El especialista agregó: Es ahí cuando, ya sea por aumento o deficiencia de alguna sustancia, se produce una enfermedad rara de tipo neurometabólica. Todas éstas, que son entre 350 y 400, reciben el nombre de la enzima que las provoca, con lo cual las designaciones suelen ser muy complicadas.
El nombre no es el único aspecto que reviste complicaciones cuando de enfermedades raras se trata, pues el tema que más preocupa a los especialistas es la falta de conocimiento. Esta situación de ignorancia afecta también a la población general, dado que si no se sabe que existe determinada patología, difícilmente se sospeche su desarrollo ante la presencia de síntomas.
El 'debut' de estas afecciones puede darse en diferentes momentos. A veces son visibles en recién nacidos con desarrollo intrauterino aparentemente normal que comienzan a experimentar síntomas al nacer; en otras ocasiones no dan indicios hasta la primera infancia, cuando súbitamente y en forma aguda se produce el advenimiento de una crisis en la cual las neuronas entran en colapso y los niños quedan en coma.
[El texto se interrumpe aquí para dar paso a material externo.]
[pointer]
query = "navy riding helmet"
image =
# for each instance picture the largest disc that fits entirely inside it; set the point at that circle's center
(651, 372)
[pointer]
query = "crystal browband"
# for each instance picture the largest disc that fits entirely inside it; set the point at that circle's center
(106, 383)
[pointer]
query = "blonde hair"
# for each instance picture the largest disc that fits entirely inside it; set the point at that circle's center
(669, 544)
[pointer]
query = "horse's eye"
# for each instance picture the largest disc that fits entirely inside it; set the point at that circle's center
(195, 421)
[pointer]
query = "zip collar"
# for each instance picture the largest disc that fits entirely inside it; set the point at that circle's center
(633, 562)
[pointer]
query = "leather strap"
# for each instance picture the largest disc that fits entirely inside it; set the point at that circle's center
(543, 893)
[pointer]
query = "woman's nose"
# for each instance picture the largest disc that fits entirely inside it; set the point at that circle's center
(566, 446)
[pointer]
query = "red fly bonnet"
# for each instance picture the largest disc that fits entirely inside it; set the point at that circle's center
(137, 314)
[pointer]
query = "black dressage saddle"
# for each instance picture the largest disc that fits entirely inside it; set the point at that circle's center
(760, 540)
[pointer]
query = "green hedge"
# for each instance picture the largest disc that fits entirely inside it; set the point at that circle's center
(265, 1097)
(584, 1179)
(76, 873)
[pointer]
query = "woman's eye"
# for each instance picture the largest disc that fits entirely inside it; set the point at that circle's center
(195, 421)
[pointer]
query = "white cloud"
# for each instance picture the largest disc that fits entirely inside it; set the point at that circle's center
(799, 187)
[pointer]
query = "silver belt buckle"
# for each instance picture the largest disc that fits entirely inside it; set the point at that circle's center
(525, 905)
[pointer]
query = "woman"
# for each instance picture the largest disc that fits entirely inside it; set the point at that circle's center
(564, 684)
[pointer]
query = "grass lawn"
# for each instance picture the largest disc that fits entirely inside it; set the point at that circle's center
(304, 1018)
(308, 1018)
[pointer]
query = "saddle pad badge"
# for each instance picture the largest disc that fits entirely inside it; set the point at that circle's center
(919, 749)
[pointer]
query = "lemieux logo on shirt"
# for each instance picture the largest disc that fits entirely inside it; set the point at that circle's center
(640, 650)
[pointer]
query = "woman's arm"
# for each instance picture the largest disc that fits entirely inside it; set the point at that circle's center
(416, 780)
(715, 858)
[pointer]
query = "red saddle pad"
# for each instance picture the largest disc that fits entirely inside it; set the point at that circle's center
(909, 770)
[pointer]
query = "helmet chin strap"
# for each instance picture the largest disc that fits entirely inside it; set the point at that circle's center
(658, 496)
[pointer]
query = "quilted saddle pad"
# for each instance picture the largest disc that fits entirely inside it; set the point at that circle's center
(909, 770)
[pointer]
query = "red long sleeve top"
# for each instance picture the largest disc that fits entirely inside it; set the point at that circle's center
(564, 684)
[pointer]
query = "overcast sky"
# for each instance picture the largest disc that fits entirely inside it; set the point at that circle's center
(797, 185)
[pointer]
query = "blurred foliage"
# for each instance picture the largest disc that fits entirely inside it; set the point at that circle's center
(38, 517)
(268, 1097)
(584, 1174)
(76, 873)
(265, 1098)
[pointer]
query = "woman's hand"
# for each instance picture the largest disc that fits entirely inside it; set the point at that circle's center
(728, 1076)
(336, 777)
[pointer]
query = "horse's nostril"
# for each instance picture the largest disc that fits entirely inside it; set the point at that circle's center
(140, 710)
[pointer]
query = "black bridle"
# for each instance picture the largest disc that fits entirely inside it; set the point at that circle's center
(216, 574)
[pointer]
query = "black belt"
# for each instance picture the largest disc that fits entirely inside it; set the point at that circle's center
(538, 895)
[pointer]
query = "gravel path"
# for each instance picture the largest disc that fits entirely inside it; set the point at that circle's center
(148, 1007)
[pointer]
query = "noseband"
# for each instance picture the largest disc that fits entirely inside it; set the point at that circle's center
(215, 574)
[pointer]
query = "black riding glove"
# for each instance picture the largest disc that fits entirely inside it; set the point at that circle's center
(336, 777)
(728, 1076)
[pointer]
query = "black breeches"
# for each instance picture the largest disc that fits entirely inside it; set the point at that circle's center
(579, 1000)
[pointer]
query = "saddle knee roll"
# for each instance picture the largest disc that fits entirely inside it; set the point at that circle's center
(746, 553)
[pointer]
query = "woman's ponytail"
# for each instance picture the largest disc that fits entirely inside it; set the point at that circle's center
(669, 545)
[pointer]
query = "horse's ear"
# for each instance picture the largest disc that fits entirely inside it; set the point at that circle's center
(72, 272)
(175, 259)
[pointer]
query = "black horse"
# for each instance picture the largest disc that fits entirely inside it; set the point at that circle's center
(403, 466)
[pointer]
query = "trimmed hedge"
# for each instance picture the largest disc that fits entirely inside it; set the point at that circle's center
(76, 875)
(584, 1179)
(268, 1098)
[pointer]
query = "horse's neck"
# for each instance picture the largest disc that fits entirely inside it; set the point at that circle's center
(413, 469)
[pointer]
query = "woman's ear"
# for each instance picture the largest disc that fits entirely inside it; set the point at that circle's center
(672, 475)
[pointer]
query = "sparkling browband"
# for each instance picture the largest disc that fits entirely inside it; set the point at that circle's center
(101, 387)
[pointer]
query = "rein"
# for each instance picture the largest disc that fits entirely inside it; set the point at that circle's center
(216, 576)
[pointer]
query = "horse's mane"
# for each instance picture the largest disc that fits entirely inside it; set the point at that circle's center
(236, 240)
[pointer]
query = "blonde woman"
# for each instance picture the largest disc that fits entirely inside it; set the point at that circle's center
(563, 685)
Entonces, la mejor opción ante esta ausencia de indicadores claros es la búsqueda en individuos aparentemente sanos, como forma preventiva, es decir antes de que se presente un daño irreversible. ¿Cómo se hace?: con el screening neonatal, método de detección precoz que consiste simplemente en la extracción de una gotita de sangre del talón del bebé en los días posteriores al parto, postuló Amartino.
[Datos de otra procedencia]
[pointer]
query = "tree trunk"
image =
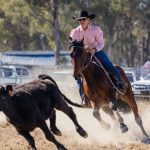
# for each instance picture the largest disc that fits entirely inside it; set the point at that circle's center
(109, 50)
(56, 32)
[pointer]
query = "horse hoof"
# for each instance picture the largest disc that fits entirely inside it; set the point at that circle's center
(61, 147)
(123, 128)
(106, 126)
(82, 132)
(146, 140)
(56, 132)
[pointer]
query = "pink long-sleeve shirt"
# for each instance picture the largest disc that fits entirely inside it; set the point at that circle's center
(93, 36)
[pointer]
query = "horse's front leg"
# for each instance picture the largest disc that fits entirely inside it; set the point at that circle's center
(123, 126)
(97, 115)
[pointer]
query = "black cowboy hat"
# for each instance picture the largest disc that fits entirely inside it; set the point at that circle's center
(84, 14)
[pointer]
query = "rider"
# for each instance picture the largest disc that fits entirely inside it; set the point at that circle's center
(94, 44)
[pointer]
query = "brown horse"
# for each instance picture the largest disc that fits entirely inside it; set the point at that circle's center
(99, 89)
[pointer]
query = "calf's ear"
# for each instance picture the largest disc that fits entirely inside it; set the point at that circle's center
(9, 90)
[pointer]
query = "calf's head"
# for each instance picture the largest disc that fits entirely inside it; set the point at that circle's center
(4, 93)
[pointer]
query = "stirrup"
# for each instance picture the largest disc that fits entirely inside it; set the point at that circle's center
(86, 102)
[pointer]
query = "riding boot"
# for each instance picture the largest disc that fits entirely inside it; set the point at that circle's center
(85, 100)
(113, 105)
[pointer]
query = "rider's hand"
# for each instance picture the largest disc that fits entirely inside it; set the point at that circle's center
(92, 51)
(87, 48)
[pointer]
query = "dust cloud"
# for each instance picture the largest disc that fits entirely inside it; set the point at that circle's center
(98, 139)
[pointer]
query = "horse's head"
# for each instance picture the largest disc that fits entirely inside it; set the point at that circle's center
(79, 56)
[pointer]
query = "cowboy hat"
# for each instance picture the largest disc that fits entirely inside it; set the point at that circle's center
(84, 14)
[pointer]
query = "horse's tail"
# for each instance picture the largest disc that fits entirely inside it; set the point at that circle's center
(44, 77)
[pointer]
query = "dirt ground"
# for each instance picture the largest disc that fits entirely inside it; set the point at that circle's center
(98, 139)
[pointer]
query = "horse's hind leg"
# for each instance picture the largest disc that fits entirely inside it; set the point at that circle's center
(103, 124)
(123, 127)
(53, 127)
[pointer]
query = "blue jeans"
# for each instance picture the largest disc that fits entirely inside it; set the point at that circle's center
(107, 64)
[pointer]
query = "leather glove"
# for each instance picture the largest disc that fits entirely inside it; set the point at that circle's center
(92, 51)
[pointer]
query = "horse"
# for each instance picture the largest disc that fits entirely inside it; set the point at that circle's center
(99, 88)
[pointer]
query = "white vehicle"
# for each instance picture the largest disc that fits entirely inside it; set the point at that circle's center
(131, 76)
(14, 74)
(142, 87)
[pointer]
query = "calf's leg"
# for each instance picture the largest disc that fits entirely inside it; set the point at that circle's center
(49, 136)
(28, 137)
(53, 127)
La mala noticia es que aunque esta práctica está legislada y es obligatoria, no siempre se realiza debido a razones culturales e incluso económicas. Más allá de este obstáculo, es importante insistir porque si bien este test obligatorio sólo puede detectar entre tres y cinco casos de un grupo de 35 que son las 'detectables', es positivo que por ahora y aunque sea para esos cuadros tengamos herramientas, destacó el especialista.
El avance de la medicina en los últimos años provocó que una gran cantidad de patologías crónicas e incurables en el pasado, puedan tratarse efectivamente. Este es el caso de algunas de las ER neurometabólicas que pueden abordarse, por ejemplo, a través de la puesta en marcha de un plan dietario estricto y exclusivo para cada persona.
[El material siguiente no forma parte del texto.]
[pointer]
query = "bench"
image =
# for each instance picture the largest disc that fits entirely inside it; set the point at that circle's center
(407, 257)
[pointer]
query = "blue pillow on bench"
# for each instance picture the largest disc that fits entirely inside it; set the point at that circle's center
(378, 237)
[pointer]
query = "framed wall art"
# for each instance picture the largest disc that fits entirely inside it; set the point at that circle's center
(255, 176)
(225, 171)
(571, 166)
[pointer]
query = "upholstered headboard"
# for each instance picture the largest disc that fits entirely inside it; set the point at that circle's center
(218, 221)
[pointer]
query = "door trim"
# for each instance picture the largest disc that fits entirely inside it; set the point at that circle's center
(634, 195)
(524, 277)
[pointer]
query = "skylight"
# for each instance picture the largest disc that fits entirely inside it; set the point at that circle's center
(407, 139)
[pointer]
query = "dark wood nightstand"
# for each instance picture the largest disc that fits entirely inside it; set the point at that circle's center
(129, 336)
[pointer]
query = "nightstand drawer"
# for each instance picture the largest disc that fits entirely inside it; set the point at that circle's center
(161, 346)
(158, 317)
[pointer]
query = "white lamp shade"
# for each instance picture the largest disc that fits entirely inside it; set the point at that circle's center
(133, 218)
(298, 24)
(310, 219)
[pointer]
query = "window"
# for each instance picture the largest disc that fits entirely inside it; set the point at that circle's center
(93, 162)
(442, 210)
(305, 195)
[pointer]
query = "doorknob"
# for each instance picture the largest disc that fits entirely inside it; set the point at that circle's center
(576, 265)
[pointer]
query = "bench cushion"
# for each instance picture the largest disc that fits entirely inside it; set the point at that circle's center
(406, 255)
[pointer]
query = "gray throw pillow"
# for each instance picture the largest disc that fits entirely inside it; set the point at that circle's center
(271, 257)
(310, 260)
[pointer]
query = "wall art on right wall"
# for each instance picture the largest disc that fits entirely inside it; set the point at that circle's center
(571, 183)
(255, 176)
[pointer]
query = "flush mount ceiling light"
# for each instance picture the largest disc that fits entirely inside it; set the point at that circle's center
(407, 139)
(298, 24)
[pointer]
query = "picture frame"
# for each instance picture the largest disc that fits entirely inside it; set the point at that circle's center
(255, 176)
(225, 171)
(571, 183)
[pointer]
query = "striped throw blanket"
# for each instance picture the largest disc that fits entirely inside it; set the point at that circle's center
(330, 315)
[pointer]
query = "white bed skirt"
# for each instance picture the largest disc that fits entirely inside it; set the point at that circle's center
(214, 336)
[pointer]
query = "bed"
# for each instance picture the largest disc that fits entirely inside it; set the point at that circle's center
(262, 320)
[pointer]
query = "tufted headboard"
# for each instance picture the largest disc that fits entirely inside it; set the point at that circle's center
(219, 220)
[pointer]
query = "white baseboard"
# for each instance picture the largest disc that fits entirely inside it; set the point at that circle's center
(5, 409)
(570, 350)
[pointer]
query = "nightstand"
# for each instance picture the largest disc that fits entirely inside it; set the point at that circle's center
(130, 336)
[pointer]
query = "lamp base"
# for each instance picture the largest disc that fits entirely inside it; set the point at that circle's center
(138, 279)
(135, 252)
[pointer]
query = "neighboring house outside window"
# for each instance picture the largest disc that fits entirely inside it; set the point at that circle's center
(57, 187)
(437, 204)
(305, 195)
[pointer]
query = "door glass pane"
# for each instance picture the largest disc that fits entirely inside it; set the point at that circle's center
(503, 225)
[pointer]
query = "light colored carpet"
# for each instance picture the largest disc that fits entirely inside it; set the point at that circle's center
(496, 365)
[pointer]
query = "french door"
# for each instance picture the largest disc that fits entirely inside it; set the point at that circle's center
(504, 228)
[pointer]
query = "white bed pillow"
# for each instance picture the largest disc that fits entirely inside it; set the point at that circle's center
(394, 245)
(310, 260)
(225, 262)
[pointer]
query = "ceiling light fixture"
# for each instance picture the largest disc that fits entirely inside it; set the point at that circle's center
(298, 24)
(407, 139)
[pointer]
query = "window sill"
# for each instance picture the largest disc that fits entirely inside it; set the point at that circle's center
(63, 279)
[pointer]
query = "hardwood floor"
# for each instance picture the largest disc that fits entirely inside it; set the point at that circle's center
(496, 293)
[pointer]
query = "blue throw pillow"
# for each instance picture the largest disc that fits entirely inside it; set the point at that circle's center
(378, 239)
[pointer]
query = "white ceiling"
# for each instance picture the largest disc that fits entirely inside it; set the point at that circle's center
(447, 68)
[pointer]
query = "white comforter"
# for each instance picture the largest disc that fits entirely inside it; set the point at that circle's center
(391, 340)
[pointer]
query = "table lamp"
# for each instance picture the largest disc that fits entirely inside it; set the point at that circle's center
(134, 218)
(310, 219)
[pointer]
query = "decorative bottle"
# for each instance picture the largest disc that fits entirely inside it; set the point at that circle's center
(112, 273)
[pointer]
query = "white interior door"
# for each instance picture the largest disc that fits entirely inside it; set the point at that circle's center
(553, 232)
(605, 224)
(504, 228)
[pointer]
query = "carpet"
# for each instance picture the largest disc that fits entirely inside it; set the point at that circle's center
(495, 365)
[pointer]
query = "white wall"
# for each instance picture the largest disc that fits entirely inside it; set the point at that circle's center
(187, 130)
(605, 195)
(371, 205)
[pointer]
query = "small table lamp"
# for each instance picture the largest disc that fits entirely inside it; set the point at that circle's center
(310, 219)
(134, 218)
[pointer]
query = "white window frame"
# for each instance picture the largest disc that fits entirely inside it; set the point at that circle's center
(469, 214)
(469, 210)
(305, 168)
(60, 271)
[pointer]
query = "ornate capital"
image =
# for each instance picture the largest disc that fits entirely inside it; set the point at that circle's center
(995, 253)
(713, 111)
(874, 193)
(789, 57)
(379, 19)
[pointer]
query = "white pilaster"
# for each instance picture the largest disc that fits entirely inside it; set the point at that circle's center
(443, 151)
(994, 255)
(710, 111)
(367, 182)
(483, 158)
Debido a la incertidumbre y el desconocimiento que rodea a las ER, una vez alcanzado el diagnóstico, situación que por lo general se da después de muchos meses de deambular de médico en médico, para los padres y los pacientes resulta vital encontrarse con un entorno de contención y apoyo.
La 'historia clásica' de las ER está íntimamente relacionada con la búsqueda, la incertidumbre, la angustia, la impotencia y la sensación de desamparo inicial que sienten muchos de los pacientes al imaginarse 'solos en el mundo'; aunque también con la esperanza que implica llegar a una noticia concreta luego de mucho tiempo, sostuvo Amartino.
Por esto, nosotros decimos que con el diagnóstico empieza otro camino en el cual será importante contar con una red de contención o grupo de apoyo, pero también con un equipo interdisciplinario de profesionales que pueda guiar a la familia, pero también nutrirse a si mismo compartiendo experiencias, ya que no debemos olvidarnos que se trata de casos raros, a veces únicos.